Ни воплей, ни мечущихся в смертельном ужасе людей. Чтобы все это услышать и увидеть, он зажмуривался и вспоминал снимки из газет. Тогда он видел горящий Лондон, портальные краны и корабли в доках, как мрачные призраки, как макеты в пляшущих отсветах огня. Видел Темзу в красных и бело-желтых пятнах; коробки домов рассыпались, как будто камни внезапно обратились в прах, люди бежали в бомбоубежище; санитарные машины — якорь спасения — ползали по меняющим облик улицам; и вот рассвет, и вместо города — серые тлеющие развалины. Он сидел, вдавив тело в камень, оглушенный одним словом: цел. Звезд почти не было видно.
Вражеские самолеты нельзя было разглядеть в небе. Подобно чуме, посещавшей Лондон в прошлые времена, они косили людей с жестокой неумолимостью. Уцелеть можно было только волей счастливого случая, который вслепую шастал из улицы в улицу.
Зрелище было страшное, сравнимое только с концом света или далеким видением ада.

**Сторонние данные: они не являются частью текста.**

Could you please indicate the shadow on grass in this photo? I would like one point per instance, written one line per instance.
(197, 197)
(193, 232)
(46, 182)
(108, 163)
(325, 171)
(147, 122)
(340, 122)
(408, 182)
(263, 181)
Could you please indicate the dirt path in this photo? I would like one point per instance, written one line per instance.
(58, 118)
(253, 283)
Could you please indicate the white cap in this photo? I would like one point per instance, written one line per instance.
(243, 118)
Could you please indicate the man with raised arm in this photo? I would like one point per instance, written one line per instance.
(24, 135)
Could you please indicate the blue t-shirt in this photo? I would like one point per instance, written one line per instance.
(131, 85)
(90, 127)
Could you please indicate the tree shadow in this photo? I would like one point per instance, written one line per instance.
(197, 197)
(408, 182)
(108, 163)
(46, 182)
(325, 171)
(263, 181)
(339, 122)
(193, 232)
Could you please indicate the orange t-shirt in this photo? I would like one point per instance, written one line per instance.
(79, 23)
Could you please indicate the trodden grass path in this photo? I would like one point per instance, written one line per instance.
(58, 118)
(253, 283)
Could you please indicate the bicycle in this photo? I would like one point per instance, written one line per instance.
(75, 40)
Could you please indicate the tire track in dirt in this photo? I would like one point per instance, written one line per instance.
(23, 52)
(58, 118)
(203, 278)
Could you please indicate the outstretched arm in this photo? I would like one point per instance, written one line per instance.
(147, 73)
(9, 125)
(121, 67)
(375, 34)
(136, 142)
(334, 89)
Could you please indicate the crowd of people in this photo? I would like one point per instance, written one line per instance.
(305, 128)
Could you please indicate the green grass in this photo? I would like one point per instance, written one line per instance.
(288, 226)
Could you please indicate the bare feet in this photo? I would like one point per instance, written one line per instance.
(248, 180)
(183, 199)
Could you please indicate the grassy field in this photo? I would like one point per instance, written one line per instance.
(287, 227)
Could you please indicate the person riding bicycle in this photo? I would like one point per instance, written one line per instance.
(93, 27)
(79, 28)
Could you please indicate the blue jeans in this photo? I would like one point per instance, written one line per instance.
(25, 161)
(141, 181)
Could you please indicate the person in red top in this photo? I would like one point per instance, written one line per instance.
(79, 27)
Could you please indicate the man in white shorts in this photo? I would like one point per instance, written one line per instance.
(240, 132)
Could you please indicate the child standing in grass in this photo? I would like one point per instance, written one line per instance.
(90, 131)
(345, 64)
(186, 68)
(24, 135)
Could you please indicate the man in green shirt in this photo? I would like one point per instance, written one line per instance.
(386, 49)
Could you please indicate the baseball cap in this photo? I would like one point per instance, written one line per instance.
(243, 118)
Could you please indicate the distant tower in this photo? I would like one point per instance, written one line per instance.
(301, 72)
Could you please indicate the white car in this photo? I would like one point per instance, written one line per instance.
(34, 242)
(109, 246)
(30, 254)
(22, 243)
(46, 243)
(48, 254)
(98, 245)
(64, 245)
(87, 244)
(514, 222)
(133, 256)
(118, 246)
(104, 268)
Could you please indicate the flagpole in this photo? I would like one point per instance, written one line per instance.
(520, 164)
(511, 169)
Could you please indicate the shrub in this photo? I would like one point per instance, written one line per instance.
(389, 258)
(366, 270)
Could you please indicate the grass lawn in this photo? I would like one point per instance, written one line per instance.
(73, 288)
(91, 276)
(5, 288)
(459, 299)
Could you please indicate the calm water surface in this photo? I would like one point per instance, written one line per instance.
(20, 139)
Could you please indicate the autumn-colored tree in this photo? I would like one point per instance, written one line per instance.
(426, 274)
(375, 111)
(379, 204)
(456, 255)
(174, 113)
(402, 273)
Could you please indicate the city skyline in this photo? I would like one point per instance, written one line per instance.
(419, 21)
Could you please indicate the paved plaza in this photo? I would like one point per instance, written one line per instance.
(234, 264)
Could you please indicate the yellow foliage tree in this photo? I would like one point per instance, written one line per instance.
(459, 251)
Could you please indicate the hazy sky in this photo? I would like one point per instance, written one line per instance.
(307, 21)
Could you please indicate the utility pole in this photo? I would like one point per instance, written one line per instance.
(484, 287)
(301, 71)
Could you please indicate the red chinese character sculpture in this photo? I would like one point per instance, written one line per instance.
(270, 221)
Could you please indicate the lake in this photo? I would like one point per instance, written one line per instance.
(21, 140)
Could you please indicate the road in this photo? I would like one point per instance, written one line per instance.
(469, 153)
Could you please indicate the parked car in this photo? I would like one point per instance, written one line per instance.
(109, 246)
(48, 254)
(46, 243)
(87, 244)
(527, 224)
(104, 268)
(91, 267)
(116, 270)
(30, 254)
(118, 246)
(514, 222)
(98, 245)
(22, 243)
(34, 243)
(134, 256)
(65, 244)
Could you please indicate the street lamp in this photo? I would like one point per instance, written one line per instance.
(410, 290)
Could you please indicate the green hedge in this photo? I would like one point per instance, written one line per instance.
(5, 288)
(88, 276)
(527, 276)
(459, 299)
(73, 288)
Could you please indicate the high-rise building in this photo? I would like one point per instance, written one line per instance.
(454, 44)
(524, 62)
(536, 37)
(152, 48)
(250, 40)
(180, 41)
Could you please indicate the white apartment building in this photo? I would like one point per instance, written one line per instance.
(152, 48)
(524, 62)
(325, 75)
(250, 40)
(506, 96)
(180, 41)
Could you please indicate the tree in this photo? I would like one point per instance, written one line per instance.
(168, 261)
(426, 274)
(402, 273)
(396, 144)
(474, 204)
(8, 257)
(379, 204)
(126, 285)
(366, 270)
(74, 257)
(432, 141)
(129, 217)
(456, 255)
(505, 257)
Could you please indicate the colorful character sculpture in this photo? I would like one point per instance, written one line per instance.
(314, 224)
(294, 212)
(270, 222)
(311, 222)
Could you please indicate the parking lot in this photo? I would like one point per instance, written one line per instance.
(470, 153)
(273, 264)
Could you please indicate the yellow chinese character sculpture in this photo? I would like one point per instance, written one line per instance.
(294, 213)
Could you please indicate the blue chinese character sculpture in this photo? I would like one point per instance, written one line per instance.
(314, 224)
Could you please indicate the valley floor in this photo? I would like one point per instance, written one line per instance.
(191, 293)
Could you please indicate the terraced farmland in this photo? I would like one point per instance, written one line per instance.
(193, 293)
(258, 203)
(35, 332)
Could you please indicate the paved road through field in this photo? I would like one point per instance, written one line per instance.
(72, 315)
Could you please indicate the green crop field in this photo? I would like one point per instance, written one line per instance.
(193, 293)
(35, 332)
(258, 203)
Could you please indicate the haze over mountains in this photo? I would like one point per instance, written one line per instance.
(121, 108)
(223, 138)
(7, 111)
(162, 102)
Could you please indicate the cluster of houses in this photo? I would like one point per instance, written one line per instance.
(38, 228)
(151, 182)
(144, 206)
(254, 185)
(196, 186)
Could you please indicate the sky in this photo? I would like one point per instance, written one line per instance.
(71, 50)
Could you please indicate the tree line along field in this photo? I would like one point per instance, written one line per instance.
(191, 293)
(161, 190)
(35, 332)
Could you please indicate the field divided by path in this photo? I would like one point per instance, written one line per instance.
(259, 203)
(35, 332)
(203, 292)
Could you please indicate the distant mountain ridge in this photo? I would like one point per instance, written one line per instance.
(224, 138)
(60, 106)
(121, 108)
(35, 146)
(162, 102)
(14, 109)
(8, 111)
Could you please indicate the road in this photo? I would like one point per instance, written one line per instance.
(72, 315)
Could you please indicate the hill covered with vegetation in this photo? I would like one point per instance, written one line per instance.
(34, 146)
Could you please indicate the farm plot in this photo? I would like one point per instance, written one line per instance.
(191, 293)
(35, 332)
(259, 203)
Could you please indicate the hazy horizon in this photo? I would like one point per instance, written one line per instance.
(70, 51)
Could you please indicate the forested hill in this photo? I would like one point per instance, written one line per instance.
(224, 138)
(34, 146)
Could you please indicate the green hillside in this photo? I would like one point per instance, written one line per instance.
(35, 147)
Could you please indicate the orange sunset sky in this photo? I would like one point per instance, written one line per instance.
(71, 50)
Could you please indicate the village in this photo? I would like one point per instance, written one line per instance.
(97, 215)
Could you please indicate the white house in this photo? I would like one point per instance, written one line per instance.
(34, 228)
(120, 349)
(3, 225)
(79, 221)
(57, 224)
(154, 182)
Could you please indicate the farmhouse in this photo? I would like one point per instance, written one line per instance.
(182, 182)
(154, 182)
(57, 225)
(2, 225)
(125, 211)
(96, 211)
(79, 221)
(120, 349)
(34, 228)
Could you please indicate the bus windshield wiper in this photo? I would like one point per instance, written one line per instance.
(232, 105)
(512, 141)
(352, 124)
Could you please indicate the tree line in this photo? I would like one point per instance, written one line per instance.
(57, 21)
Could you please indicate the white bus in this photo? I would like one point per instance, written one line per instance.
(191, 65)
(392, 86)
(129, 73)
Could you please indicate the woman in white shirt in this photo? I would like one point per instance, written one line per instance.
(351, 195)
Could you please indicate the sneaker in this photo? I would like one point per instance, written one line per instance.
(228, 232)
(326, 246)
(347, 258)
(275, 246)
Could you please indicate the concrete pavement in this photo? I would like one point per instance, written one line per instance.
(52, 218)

И все-таки — он не признался бы в этом ни одной живой душе — было во всем этом что-то неотразимое, притягательное. Это была фантастическая греза, и он был ее участником.
Он уже выкурил целую пачку, сидя здесь, на крыше. Холод пробирал до костей, но он не двигался, точно пристыл к парапету, похожий на грубые изваяния викторианских химер, венчавших водосточные трубы прямо под ним.
Он вернулся в постель, когда стало брезжить.
Проснулся внезапно от близкого разрыва бомбы. Все стекла в окнах трех нижних этажей вылетели, двери сорвало с петель, мебель разбило о стены.
На верхнем, четвертом этаже все осталось целехонько. Даже ни одно стекло не треснуло. Молодец сержант, знал, что делал.
Дуглас был Монтгомери, Джеки Пейлор — Роммель. Гарри (ему уже три года) и Лайонел Темпл — восьмая английская армия. Две сестренки Джеки Пейлора — немцы. Уильям Исмей — солдат.